И вот однажды секретарь комсомольского комитета Оньстроя Игорь Капустин предстал перед Литвиновым с двумя членами молодежной геологической партии Илмаром Сирмайсом и Василисой Седых. Комсомольцы предлагали организовать на Чернаву зимнюю экспедицию для поиска шурфов Салхитдинова. Литвинов, не забывавший о находке, даже разволновался. Молодежь оказалась решительней и предприимчивей, чем руководители
Оньской экспедиции, чем он сам, начальник строительства. Так он и сказал пришедшим.
— И правильно делаете. И надо на пятки нам наступать. Сугубо нужные металлы найдены.
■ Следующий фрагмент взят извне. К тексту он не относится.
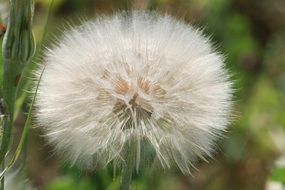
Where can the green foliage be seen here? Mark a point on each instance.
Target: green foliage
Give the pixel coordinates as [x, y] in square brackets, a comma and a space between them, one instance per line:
[255, 55]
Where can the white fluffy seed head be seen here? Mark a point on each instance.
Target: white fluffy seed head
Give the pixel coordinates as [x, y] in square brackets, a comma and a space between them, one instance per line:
[137, 79]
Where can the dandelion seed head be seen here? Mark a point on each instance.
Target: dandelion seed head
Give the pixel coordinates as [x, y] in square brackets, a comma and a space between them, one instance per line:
[138, 77]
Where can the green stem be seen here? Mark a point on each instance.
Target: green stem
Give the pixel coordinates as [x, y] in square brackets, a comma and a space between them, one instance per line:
[18, 49]
[128, 168]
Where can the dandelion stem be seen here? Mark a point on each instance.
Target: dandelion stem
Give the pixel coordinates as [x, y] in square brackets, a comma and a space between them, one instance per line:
[18, 49]
[128, 167]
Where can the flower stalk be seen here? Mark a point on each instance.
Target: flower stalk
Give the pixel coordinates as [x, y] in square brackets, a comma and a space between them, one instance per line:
[128, 168]
[18, 49]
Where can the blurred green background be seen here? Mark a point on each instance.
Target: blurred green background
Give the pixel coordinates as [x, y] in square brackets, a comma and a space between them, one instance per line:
[251, 33]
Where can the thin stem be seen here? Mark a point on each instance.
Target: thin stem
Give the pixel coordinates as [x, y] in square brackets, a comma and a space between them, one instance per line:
[128, 168]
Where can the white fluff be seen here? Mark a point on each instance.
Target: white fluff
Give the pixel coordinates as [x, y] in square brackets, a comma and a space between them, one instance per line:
[137, 78]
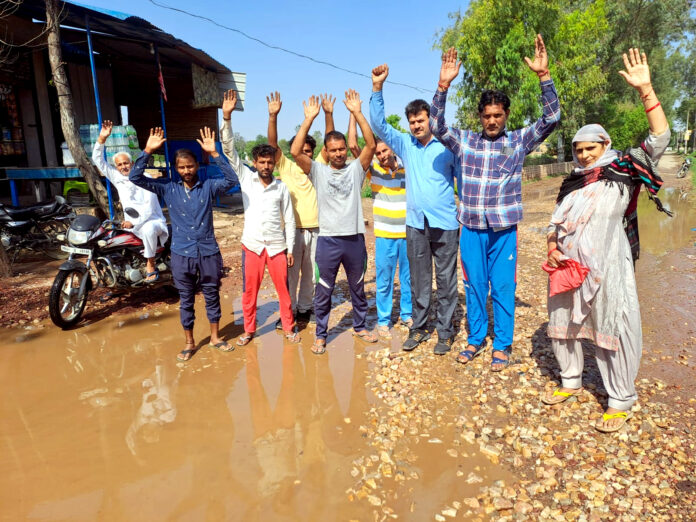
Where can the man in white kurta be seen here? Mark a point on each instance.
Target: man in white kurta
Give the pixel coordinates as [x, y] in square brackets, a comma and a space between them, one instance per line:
[150, 225]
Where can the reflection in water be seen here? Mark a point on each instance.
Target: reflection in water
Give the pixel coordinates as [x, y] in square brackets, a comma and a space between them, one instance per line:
[157, 407]
[304, 442]
[660, 233]
[101, 423]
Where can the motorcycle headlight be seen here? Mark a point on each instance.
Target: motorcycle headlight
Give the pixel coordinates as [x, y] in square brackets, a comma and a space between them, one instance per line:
[78, 237]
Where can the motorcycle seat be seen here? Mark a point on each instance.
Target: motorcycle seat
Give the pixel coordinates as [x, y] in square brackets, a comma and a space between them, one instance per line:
[42, 209]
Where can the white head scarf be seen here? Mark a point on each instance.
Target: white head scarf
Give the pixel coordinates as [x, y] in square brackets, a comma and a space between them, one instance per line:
[596, 133]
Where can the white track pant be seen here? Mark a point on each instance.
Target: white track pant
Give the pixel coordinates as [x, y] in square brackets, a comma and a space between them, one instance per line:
[150, 232]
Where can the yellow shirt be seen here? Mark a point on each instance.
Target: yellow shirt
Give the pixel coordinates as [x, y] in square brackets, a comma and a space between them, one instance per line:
[302, 193]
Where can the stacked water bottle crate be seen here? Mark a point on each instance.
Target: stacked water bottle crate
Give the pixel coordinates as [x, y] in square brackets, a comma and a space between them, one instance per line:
[123, 138]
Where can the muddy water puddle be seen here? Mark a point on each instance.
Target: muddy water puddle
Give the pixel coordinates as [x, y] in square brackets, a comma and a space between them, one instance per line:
[659, 233]
[666, 278]
[102, 423]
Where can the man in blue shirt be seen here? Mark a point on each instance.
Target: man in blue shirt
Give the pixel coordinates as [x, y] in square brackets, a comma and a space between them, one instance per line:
[431, 226]
[491, 199]
[196, 258]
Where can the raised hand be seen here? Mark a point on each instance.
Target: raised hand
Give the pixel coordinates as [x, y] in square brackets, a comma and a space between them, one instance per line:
[327, 102]
[449, 69]
[155, 141]
[105, 132]
[311, 107]
[637, 73]
[352, 101]
[379, 76]
[541, 59]
[274, 103]
[207, 141]
[229, 100]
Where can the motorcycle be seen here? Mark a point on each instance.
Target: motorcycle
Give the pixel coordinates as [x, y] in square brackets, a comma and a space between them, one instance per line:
[35, 228]
[684, 168]
[114, 260]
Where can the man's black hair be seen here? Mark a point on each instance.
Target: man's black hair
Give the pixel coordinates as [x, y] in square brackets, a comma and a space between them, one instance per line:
[492, 97]
[263, 150]
[416, 106]
[308, 140]
[182, 153]
[334, 135]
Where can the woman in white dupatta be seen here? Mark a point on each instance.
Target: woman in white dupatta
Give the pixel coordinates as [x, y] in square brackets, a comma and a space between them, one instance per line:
[587, 225]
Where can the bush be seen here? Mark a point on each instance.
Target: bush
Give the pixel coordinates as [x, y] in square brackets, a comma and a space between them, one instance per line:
[541, 159]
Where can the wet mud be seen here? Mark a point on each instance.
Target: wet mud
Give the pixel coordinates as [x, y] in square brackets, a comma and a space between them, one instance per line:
[102, 423]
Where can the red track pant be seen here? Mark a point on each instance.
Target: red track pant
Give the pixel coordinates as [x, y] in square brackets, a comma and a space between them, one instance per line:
[253, 266]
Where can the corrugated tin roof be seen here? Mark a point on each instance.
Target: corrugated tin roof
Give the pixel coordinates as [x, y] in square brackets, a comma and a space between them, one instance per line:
[120, 25]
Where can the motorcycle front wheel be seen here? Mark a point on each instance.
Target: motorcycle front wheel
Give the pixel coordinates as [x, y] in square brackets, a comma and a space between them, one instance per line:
[65, 304]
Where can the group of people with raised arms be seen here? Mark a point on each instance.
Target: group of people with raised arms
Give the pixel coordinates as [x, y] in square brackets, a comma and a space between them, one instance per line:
[307, 222]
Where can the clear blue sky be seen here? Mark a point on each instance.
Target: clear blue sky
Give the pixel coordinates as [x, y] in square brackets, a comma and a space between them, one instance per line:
[356, 35]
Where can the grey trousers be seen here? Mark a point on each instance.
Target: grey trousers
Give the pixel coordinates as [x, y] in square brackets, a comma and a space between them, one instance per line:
[302, 271]
[423, 246]
[618, 369]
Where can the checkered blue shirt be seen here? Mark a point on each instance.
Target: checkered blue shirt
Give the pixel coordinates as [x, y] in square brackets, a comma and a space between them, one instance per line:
[491, 191]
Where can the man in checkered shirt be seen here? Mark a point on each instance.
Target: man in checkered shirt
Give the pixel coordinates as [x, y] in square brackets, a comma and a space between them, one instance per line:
[491, 199]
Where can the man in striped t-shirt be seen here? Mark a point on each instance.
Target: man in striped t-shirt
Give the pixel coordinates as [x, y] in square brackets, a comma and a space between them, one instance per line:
[388, 183]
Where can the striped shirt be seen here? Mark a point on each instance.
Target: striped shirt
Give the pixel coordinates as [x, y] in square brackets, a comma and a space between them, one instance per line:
[389, 208]
[491, 191]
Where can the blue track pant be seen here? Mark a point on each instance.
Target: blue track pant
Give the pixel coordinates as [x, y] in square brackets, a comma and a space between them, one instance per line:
[490, 258]
[388, 253]
[203, 272]
[332, 252]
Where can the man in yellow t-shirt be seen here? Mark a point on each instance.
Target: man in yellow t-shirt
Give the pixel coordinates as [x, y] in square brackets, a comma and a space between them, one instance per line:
[304, 202]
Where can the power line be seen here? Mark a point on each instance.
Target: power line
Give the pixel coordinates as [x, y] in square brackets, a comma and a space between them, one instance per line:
[270, 46]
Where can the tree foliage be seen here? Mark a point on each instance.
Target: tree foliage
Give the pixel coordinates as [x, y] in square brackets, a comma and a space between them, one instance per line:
[585, 40]
[395, 121]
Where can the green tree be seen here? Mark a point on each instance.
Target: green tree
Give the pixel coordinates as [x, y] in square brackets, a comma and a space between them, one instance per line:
[585, 40]
[395, 121]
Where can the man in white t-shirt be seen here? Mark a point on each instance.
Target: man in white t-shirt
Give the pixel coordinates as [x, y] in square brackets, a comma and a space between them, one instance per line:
[269, 227]
[341, 226]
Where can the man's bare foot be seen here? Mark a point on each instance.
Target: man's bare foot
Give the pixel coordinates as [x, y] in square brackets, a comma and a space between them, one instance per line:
[188, 352]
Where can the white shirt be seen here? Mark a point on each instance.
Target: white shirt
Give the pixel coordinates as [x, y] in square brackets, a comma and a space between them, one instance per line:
[143, 201]
[269, 222]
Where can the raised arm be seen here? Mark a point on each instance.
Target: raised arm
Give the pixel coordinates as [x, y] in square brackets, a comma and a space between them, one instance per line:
[227, 135]
[449, 136]
[289, 220]
[137, 174]
[207, 143]
[327, 103]
[311, 110]
[98, 152]
[551, 111]
[353, 104]
[352, 137]
[637, 75]
[274, 106]
[389, 134]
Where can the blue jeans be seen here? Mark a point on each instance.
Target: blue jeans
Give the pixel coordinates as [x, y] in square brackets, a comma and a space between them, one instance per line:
[388, 253]
[489, 258]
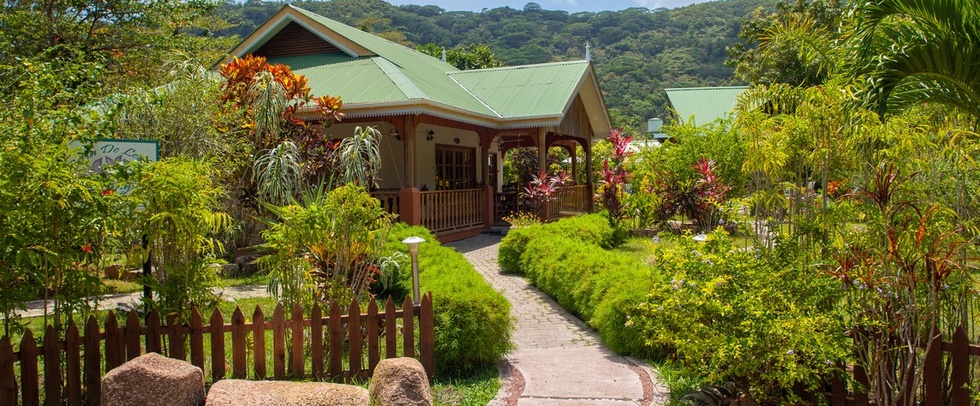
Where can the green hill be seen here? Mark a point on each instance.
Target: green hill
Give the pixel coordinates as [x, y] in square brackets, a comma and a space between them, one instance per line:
[637, 52]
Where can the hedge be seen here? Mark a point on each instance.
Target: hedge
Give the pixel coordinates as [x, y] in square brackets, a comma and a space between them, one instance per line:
[592, 229]
[472, 320]
[599, 286]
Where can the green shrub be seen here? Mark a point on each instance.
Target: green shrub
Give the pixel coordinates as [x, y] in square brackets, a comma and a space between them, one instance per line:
[599, 286]
[472, 320]
[732, 315]
[591, 228]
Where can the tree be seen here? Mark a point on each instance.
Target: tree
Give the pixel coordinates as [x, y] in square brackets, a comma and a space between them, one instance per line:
[919, 51]
[473, 56]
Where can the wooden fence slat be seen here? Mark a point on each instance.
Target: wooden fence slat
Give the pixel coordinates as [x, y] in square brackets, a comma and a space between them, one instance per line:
[258, 342]
[8, 380]
[30, 387]
[960, 369]
[336, 342]
[217, 330]
[113, 344]
[408, 327]
[316, 340]
[932, 369]
[278, 343]
[391, 336]
[354, 339]
[133, 349]
[175, 337]
[197, 339]
[372, 321]
[238, 368]
[427, 341]
[93, 363]
[297, 358]
[52, 368]
[153, 333]
[73, 365]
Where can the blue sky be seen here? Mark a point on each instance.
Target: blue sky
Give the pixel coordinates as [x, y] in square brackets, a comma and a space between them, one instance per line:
[571, 6]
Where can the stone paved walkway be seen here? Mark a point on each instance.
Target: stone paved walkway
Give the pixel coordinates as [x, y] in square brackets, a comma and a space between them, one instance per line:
[558, 360]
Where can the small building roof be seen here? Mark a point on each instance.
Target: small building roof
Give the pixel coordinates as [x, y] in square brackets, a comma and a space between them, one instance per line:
[376, 77]
[705, 104]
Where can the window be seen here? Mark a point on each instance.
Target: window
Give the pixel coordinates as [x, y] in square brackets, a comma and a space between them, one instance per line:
[455, 167]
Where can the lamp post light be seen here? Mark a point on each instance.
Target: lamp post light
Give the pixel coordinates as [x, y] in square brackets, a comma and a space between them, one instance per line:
[413, 243]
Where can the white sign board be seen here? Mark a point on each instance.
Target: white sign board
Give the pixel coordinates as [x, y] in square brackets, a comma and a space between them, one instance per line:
[106, 152]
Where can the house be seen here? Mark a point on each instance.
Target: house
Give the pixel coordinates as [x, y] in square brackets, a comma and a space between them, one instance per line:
[445, 131]
[704, 104]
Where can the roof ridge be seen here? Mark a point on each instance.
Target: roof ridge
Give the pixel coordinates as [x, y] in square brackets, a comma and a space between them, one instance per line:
[537, 65]
[465, 89]
[404, 84]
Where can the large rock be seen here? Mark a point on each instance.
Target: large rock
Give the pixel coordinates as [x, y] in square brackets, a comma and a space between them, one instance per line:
[400, 382]
[237, 392]
[152, 379]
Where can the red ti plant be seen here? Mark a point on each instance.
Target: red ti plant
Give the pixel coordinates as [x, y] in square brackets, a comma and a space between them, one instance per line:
[544, 188]
[615, 177]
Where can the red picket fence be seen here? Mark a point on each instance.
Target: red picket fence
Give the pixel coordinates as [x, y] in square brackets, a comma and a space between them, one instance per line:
[81, 361]
[938, 389]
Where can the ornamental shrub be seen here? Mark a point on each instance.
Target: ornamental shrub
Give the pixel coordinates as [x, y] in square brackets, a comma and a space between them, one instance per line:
[472, 320]
[597, 285]
[732, 315]
[592, 229]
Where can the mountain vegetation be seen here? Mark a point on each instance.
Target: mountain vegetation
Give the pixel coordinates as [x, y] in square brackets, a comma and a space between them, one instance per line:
[637, 52]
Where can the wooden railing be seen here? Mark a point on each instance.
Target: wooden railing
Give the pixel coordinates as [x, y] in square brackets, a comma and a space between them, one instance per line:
[940, 386]
[574, 199]
[452, 210]
[388, 199]
[332, 341]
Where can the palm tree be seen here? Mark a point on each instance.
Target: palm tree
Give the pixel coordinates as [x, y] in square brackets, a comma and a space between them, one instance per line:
[917, 51]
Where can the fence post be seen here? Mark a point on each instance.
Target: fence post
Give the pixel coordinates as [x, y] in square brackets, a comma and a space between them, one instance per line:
[258, 342]
[8, 380]
[373, 355]
[408, 328]
[52, 368]
[932, 369]
[298, 359]
[316, 340]
[30, 386]
[426, 335]
[73, 363]
[133, 325]
[238, 368]
[391, 336]
[959, 357]
[354, 340]
[197, 339]
[114, 349]
[93, 362]
[217, 330]
[336, 342]
[278, 343]
[153, 333]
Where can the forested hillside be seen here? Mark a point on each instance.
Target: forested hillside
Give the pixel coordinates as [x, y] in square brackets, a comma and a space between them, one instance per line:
[637, 52]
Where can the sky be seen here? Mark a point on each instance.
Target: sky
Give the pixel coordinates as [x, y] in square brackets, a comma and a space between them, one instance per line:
[571, 6]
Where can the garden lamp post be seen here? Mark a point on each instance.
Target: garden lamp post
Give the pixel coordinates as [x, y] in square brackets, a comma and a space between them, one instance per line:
[413, 243]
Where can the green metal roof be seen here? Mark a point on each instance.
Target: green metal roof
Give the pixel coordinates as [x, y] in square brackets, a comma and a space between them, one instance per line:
[706, 104]
[373, 71]
[525, 91]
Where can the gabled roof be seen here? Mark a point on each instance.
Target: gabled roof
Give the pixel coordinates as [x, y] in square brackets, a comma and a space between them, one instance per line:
[376, 77]
[706, 104]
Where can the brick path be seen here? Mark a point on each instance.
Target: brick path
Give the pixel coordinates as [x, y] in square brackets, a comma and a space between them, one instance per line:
[558, 360]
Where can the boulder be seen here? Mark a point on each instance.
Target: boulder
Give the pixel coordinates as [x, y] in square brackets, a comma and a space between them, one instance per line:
[400, 382]
[152, 379]
[237, 392]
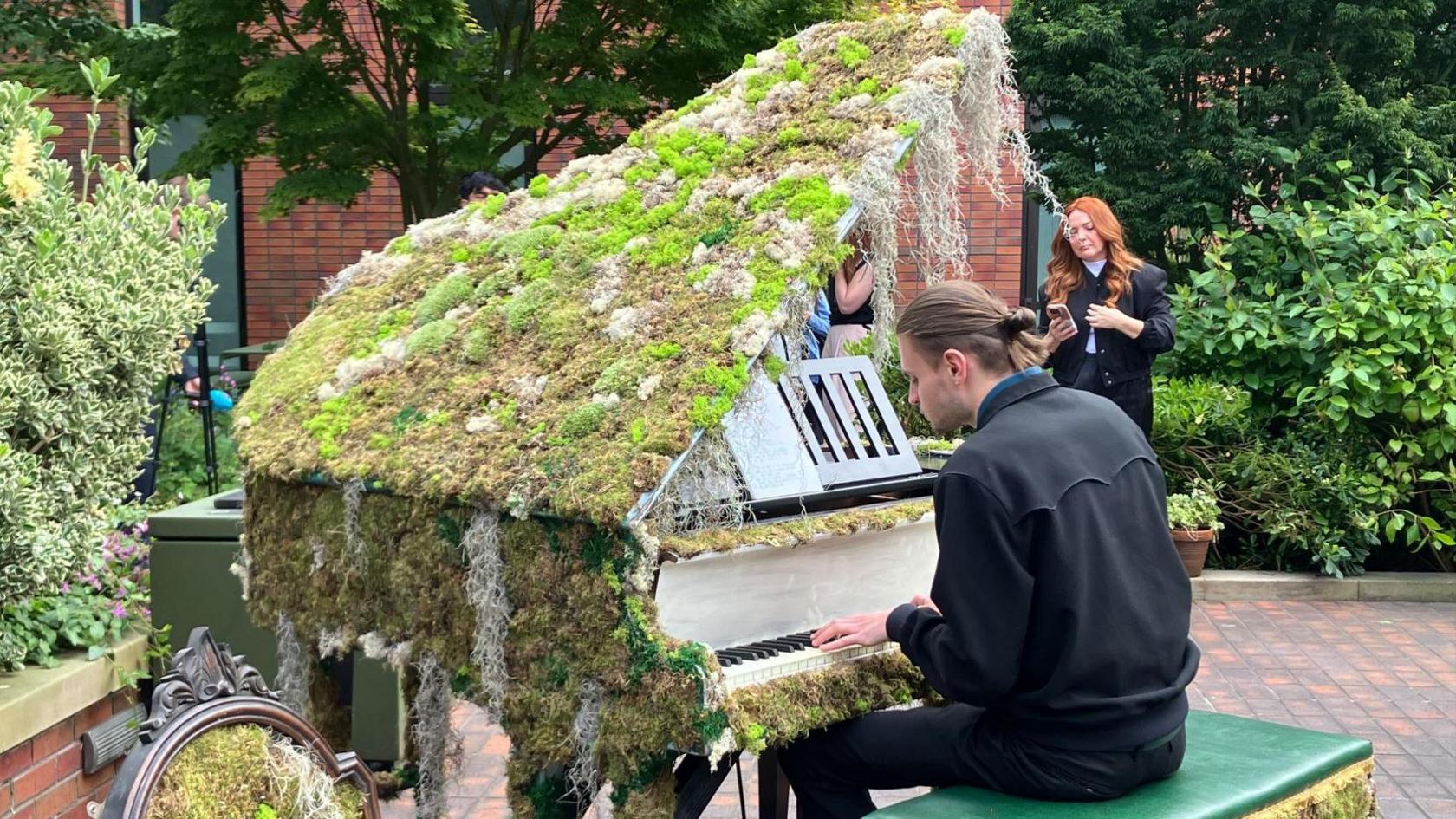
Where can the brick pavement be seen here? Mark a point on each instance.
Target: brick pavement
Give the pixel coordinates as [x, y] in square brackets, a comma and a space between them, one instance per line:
[1381, 671]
Затылки чесать над образцами некогда… Но…
Дело было не только в металлах. В инстанциях решалась судьба второй ступени Оньского каскада — Усть-Чернавской ГЭС. Речь шла о самой заветной мечте Литвинова — не разрушая уже сложившегося коллектива, постепенно, партиями переводить по мере освобождения строителей из Дивноярска вниз по реке, на Усть-Чернаву. По расчетам, это могло невиданно ускорить строительство второй ступени и значительно бы его удешевило. Но у такого проекта были и противники. Им, этим противникам, подобное решение казалось недопустимым распылением сил… «Дострой Дивноярскую, освой ее, создай вокруг нее промышленный комплекс, потребляющий энергию, и тогда уж думай о другой», — говорили они. И приводили не менее веский довод: ну, допустим, построишь быстро вторую ступень, а куда денешь энергию?.. И это было тоже резонно. А тут ценнейшие ископаемые, на самой Чернаве. По-видимому, недалеко от створа предполагаемой плотины. Заводы, воздвигнутые на этом месторождении, станут крупнейшим потребителем тока. Может ли быть более веский довод «за»?
Сирмайс, этот молчаливый латыш, у которого за лето волосы стали совсем льняными, твердо смотрел на начальника светлыми глазами и, теребя в руках флотскую фуражку-мичманку, говорил:
— Пожалуйста. Мы просим. Весьма важно. Василиса, привыкшая, что в ее семье Литвинова считают своим, настаивала:
— Федор Григорьевич, ну что вам стоит!.. Это ж недалеко. Ну и что ж, что зима? Помните, дед говорил: «Где дураку по пояс, там умный сух пройдет». Честное комсомольское, мы найдем его шурфы. Они где-то тут, недалеко…
А Игорь Капустин, этот юнец, которого Литвинов уважал за энергию, настойчивость и особенно за то, что он успел уже отказаться от многих лестных, сделанных ему Литвиновым, предложений и остался на комсомольской работе, говорил:
— За геологов мы ручаемся. Самых лучших отобрали. Нас и ЦК комсомола поддержит. Я уже «добро» от них получил…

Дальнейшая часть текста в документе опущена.